HAKARI-Bench

NanoCMTEB / medical

Overview

NanoCMTEB medical is a Chinese medical passage retrieval task from the Multi-CPR and C-MTEB retrieval families. Queries are short consumer-style health questions, and documents are concise medical answer passages. The task measures whether a retriever can connect informal symptom descriptions and patient concerns to the answer that addresses the exact medical scenario.

Details

What the Original Data Measures

Multi-CPR introduced domain-specific Chinese passage retrieval datasets, including a medical search domain, and C-MTEB includes the corresponding MedicalRetrieval task. The source setting is specialized medical retrieval rather than broad web search.

The task is similar in spirit to medical consultation QA but shorter and single-positive in the Nano labels. A query may use informal wording, shorthand, or a symptom phrase, while the answer may use clinical explanation, treatment advice, or a likely diagnosis.

Observed Data Profile

The task contains 200 queries, 10,000 documents, and 200 relevance judgments. Every query has exactly one positive in the Nano labels, so the positives per query average, minimum, median, and maximum are all 1.0, with 0 multi-positive queries.

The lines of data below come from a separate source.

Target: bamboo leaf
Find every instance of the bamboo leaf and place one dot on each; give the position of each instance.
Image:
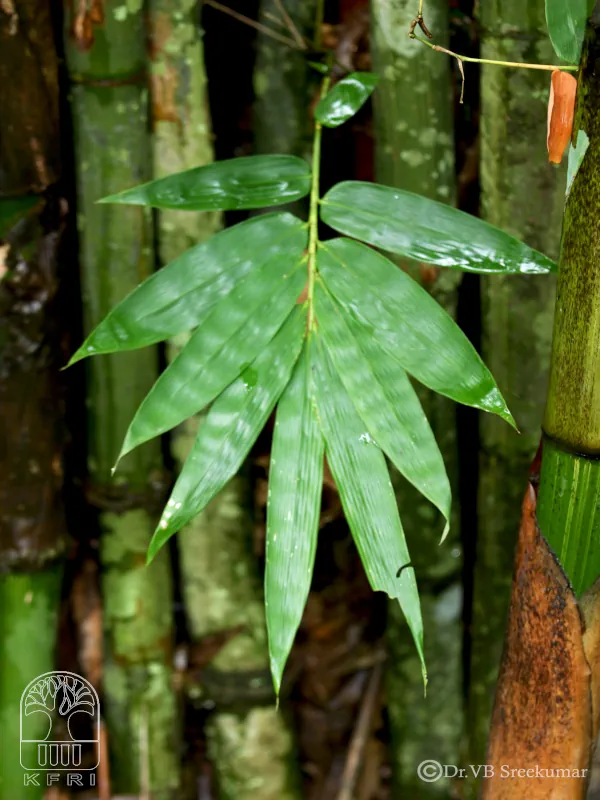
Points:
(385, 400)
(230, 429)
(13, 209)
(366, 492)
(232, 336)
(424, 230)
(293, 508)
(566, 21)
(345, 98)
(409, 324)
(181, 295)
(576, 156)
(250, 182)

Queries average 18.12 Chinese characters, and documents average 119.70 characters. The examples include pediatric reflux, gynecological inflammation, viral skin conditions, swelling, musculoskeletal symptoms, and cardiac marker questions.

BM25 Evaluation Profile

BM25 reaches nDCG@10 of 0.3582, hit@10 of 0.4400, and recall@100 of 0.5600 using the top-500 BM25 candidate subset. Lexical retrieval works when the symptom, condition, or treatment name appears in both query and answer.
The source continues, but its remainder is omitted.